Introduction

In their book Values of Non-Atomic Games, Aumann and Shapley [1] define the value for spaces of nonatomic games as a map from the space of games into bounded finitely additive games that satisfies a list of plausible axioms: linearity, symmetry, positivity, and efficiency. One of the themes of the theory of values is to demonstrate that on given spaces of games this list of plausible axioms determines the value uniquely. One of the spaces of games that have been extensively studied is pNA, which is the closure of the linear space generated by the polynomials of nonatomic measures. Theorem B of [1] asserts that a unique value Ø exists on pNA and that ||Ø|| = 1. This chapter introduces a canonical way to approximate games in pNA by games in pNA that are “identified” with finite games.

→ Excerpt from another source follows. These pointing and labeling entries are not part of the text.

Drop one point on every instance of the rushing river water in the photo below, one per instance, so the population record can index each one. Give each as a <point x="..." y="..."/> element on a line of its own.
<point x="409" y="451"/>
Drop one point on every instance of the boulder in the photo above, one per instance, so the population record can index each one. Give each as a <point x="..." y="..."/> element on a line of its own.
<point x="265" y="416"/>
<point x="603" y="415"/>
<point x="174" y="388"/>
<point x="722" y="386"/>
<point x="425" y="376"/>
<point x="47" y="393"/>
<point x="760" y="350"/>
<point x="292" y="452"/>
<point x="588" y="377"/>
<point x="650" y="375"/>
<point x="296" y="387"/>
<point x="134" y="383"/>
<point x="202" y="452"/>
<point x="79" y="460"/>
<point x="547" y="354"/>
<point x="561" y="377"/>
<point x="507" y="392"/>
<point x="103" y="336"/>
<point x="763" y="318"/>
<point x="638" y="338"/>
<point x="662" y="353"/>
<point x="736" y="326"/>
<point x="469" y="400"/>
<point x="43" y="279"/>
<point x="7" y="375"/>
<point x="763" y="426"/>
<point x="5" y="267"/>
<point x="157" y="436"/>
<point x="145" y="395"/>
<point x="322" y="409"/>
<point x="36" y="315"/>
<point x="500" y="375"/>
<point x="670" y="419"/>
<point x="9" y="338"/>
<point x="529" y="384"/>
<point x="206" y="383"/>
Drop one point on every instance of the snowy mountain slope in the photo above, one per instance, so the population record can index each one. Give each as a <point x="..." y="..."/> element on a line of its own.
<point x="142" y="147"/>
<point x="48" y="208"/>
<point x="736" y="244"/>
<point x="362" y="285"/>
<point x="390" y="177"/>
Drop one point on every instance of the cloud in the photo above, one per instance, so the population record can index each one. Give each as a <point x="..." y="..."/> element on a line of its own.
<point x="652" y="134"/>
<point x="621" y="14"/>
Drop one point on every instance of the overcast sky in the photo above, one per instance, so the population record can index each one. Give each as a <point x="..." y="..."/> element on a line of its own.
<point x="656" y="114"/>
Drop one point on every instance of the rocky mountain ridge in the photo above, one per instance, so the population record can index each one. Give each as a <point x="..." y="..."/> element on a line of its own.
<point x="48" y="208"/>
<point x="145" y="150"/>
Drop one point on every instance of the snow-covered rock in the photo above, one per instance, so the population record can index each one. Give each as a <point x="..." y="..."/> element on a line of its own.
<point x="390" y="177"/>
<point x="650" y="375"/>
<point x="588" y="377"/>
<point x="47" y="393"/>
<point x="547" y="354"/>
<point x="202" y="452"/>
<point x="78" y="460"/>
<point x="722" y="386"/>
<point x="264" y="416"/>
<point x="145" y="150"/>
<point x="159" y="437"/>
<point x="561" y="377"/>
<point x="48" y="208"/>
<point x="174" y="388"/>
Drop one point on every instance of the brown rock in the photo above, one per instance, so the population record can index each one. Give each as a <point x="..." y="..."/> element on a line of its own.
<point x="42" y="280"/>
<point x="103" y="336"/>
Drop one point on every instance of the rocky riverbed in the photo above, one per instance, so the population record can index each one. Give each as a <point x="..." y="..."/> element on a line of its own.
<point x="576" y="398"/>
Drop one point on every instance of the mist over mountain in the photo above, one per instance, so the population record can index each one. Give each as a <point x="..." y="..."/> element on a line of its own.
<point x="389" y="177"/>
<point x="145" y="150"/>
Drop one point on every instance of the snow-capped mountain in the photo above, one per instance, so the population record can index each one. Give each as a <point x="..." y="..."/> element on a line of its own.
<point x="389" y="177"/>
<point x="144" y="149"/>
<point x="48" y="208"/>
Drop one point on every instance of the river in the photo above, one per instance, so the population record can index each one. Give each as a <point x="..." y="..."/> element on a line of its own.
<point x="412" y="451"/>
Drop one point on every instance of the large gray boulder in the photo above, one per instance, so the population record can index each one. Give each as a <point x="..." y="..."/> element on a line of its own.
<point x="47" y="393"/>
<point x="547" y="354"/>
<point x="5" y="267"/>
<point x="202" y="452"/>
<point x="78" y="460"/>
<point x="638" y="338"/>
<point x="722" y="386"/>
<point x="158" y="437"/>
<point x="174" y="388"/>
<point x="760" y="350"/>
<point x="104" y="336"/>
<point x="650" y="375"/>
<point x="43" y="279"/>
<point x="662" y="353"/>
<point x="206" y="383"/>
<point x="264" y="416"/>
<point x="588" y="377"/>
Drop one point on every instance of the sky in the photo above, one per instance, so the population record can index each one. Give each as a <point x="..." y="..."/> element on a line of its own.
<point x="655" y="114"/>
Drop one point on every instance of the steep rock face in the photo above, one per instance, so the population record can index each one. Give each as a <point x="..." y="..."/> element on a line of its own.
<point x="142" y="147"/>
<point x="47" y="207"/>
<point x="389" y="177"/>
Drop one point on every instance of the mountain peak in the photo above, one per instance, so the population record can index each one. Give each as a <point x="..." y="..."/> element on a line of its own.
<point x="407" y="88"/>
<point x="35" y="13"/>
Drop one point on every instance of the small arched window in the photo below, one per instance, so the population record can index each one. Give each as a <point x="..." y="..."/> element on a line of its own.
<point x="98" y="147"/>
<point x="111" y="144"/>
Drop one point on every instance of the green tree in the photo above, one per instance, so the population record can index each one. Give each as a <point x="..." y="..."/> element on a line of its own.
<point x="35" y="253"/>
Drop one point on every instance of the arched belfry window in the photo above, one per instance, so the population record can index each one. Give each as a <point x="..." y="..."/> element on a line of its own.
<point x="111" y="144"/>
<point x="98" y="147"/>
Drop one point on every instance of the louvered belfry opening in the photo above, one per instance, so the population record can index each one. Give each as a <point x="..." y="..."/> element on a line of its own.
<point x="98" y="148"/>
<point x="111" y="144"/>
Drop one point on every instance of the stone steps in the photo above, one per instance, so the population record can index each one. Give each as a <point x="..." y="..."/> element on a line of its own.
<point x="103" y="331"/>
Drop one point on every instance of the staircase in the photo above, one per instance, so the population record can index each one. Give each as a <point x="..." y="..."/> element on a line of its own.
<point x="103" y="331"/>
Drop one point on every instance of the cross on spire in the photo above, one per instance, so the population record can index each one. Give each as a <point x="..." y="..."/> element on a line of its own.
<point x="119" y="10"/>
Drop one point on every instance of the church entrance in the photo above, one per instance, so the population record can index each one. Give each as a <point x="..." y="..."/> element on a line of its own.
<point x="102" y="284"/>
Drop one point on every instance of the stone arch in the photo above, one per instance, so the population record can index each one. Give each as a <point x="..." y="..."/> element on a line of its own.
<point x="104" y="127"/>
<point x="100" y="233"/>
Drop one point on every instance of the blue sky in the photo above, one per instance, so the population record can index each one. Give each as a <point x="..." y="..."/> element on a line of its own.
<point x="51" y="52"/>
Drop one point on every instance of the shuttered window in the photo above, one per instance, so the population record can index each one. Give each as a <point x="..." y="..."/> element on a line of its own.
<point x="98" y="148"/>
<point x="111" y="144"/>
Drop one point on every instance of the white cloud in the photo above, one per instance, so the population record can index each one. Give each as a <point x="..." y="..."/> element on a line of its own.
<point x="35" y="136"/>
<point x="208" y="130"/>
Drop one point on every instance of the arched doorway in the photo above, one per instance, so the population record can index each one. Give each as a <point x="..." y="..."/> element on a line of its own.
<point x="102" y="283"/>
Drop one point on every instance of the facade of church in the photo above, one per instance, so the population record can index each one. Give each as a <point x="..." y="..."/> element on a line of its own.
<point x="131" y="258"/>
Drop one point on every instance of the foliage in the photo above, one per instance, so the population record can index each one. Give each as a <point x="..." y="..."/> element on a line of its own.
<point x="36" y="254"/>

These are the multilinear nonatomic games—that is, games v of the form v = F° (μ1,μ2, …, μn), where F is a multilinear function and μ1, μ2, …, μn are mutually singular nonatomic measures.

The approximation theorem yields short proofs to classic results, such as the uniqueness of the Aumann—Shapley value on pNA and the existence of the asymptotic value on pNA (see [1, Theorem F]), as well as short proofs for some newer results such as the uniqueness of the μ value on pNA(μ) (see [4]).